Often times, when a person wants to take an ethnic DNA test, he or she will have difficulty deciding if they should take the maternal test, the paternal test, or the autosomal test. For those who are unfamiliar with the different kinds of testing, maternal testing involves only one lineage in a person’s family tree: mother -> grandmother -> great grandmother, etc. The paternal test also only examines one lineage in a person’s family tree: father -> grandfather -> great grandfather etc. It is often said that although the…
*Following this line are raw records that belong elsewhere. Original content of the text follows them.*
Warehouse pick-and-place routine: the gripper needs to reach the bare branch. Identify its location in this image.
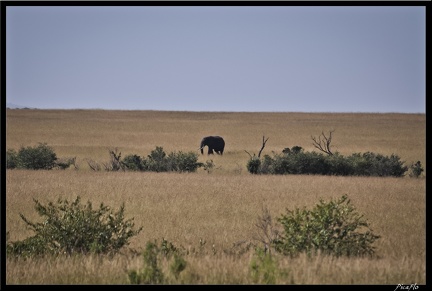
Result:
[245,150,255,159]
[258,135,269,158]
[311,130,334,156]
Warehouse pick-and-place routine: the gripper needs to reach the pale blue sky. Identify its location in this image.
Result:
[6,2,426,113]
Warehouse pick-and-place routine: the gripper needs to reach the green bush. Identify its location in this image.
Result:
[122,147,204,172]
[6,149,19,169]
[247,146,408,177]
[6,143,57,170]
[409,161,424,178]
[128,239,187,284]
[273,195,380,256]
[7,196,142,257]
[122,155,143,171]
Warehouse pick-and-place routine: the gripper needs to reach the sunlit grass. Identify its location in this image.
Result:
[6,110,426,286]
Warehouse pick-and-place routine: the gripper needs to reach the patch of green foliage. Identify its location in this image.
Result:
[6,143,57,170]
[246,146,408,177]
[273,195,380,257]
[122,146,204,172]
[128,239,187,284]
[6,196,142,257]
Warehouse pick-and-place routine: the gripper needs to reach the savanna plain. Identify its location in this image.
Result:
[2,109,426,290]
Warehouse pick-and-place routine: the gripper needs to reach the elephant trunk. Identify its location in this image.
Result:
[200,141,205,155]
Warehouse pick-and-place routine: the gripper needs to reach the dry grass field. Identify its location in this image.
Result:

maternal and paternal tests only reveal one lineage of a person’s family tree, they are more accurate than autosomal tests, which reveal an individual’s entire background. With all of this jargon, what should a person do if they care about accuracy, but also want a full picture of their ancestral history? While this may come as obvious to some, it is advised that people who participate in autosomal testing should test people in their families who are contributors to their ancestral background, higher up the family tree. If a person wants to know their ancestral background, rather than taking the test themselves, it may be a better idea to get both of their parents, or all four of their grandparents to take the test. Parents, grandparents, and great grandparents are going to be less mixed than their children, grandchildren, and great grandchildren. Therefore, there is a higher likelihood that the results will be accurate. A person who is very mixed may have some results that in actual fact, are not part of their ancestral background. For example, a person may have ancestry from countries A,B,C, and D. That mixture may appear to look similar to a person from country E, so it may look like the person taking the test is from country E, when in actual fact, this isn’t the case.